If bandpass is your only goal and there is a lot of out-of-band signal then it will reduce amplifier load (and potentially increase amplifier linearity and reduce amplifier cost) to kill the out of band signal before the amp (this does not, of course, necessarily require an "active" filter . . . you could place a "'passive" line level filter before the amp).

And all the speculation is based on the presumption, not necessarily true as a practical matter in the real world, that you can "achieve the same, identical bandpass response". As you well know it is easy to create filters using something like the UE that cannot be duplicated with any practically buildable passive design . . .
 
...................... (this does not, of course, necessarily require an "active" filter . . . you could place a "'passive" line level filter before the amp). . . .
a passive line level filter before an amplifier feeding a bass unit can either be combined with the passive filtering for the bass driver to give the correct acoustic output or set to one or two octaves higher such that it can be disregarded for it's effect on acoustic output.
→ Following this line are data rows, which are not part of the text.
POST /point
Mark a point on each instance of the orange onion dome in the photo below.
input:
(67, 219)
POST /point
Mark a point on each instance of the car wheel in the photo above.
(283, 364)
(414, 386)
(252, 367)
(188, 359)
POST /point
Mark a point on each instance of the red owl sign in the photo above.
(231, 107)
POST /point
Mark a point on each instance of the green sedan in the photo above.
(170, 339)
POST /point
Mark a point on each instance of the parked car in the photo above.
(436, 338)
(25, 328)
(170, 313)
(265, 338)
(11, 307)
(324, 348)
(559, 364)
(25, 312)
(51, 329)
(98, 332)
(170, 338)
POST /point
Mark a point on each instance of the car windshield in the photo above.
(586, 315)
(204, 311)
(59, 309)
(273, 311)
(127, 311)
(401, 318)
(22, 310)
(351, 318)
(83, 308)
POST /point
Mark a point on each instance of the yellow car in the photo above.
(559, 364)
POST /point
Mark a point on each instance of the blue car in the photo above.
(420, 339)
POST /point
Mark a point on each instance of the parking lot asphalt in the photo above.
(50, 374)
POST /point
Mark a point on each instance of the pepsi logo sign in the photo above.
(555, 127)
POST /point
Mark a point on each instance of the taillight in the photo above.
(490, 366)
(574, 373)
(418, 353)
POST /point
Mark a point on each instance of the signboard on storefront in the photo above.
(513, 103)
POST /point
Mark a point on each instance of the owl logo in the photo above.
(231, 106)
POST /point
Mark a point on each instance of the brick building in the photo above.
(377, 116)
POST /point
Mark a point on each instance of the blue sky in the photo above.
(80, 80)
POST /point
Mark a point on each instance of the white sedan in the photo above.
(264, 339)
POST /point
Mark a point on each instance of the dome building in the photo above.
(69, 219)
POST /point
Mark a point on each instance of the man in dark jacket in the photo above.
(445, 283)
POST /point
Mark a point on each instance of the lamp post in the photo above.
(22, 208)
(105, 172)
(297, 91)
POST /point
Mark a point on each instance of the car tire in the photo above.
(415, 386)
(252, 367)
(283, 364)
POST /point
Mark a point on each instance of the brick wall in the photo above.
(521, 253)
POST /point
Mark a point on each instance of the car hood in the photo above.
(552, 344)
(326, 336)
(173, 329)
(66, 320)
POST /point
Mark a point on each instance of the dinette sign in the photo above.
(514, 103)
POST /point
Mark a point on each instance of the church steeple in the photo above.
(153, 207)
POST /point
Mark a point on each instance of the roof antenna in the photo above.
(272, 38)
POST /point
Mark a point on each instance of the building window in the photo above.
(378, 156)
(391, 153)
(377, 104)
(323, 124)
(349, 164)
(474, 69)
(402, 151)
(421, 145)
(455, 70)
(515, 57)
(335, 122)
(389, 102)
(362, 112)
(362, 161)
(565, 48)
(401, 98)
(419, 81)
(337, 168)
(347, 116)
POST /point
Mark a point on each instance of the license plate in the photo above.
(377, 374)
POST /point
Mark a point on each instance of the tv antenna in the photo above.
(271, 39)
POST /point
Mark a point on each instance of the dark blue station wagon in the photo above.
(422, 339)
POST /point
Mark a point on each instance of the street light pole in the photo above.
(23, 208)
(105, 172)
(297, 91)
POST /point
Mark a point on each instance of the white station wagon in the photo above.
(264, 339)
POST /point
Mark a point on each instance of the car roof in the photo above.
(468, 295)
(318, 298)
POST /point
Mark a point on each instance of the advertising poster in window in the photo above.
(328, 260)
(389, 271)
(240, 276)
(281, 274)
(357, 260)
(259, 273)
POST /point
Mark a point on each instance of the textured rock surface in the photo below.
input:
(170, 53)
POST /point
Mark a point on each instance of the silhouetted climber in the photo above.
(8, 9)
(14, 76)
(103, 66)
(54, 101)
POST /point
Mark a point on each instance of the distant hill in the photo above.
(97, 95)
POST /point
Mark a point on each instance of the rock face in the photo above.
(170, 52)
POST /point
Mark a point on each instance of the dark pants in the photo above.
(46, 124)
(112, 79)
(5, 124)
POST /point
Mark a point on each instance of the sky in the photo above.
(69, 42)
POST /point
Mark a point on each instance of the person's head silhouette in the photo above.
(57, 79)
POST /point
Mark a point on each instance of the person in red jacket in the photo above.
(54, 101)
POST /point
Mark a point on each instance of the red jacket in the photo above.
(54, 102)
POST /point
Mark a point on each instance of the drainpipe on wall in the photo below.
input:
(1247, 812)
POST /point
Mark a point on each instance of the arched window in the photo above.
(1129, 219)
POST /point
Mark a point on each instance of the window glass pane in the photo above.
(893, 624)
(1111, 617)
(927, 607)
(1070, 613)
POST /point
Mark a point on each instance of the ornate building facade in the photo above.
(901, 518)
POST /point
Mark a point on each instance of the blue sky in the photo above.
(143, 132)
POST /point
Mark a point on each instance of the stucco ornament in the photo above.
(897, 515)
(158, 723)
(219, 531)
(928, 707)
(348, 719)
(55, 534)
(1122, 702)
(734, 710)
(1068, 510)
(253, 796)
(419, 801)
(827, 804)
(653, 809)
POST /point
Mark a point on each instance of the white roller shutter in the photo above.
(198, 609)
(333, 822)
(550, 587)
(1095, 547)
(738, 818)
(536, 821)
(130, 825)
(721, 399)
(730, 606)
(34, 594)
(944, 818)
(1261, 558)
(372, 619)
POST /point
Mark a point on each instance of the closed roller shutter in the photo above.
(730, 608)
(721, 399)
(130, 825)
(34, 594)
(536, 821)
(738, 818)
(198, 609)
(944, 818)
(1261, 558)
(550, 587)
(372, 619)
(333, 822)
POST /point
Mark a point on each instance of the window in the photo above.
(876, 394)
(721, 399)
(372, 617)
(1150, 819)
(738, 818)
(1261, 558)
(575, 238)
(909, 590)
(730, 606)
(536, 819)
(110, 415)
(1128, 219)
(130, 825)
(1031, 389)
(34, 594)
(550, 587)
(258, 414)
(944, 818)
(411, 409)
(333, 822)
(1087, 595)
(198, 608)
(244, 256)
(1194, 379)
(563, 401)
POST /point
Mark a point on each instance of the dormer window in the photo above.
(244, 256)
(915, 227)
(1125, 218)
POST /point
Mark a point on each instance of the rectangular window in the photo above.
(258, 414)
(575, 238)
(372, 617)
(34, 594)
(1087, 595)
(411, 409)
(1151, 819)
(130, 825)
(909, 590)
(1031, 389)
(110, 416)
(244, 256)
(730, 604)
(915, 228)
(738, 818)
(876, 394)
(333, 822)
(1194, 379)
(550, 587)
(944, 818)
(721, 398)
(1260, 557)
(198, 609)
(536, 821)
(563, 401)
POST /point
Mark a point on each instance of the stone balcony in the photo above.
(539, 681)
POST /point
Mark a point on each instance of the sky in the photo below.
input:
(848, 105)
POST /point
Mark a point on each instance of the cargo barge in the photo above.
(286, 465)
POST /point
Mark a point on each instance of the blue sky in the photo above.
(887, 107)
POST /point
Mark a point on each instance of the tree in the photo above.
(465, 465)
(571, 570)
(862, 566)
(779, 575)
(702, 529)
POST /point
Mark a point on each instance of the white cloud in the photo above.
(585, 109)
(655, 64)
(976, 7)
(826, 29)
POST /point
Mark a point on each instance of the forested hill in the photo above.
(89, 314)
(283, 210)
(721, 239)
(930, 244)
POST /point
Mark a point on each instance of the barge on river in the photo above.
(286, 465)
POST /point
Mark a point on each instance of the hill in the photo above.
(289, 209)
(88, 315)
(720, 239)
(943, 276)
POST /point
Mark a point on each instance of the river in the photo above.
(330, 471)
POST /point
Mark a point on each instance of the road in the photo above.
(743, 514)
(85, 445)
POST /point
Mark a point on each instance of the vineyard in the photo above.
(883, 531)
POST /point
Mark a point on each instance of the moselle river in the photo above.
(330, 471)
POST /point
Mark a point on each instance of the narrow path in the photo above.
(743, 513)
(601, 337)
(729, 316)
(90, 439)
Consider a 3kHz crossed passive 2way.
The line level low pass passive can be 3kHz or 6 to 12kHz.
How much signal can a 6dB/octave remove from the signal being handled by the bass/mid amplifier?

When considering a high pass passive for the treble amplifier then some advantage can probably be had, but two octaves below 3kHz means F-3dB @ ~750Hz and F-9dB (~1/3rd of signal level) @ ~370Hz. Not a lot of attenuation of the unwanted signal.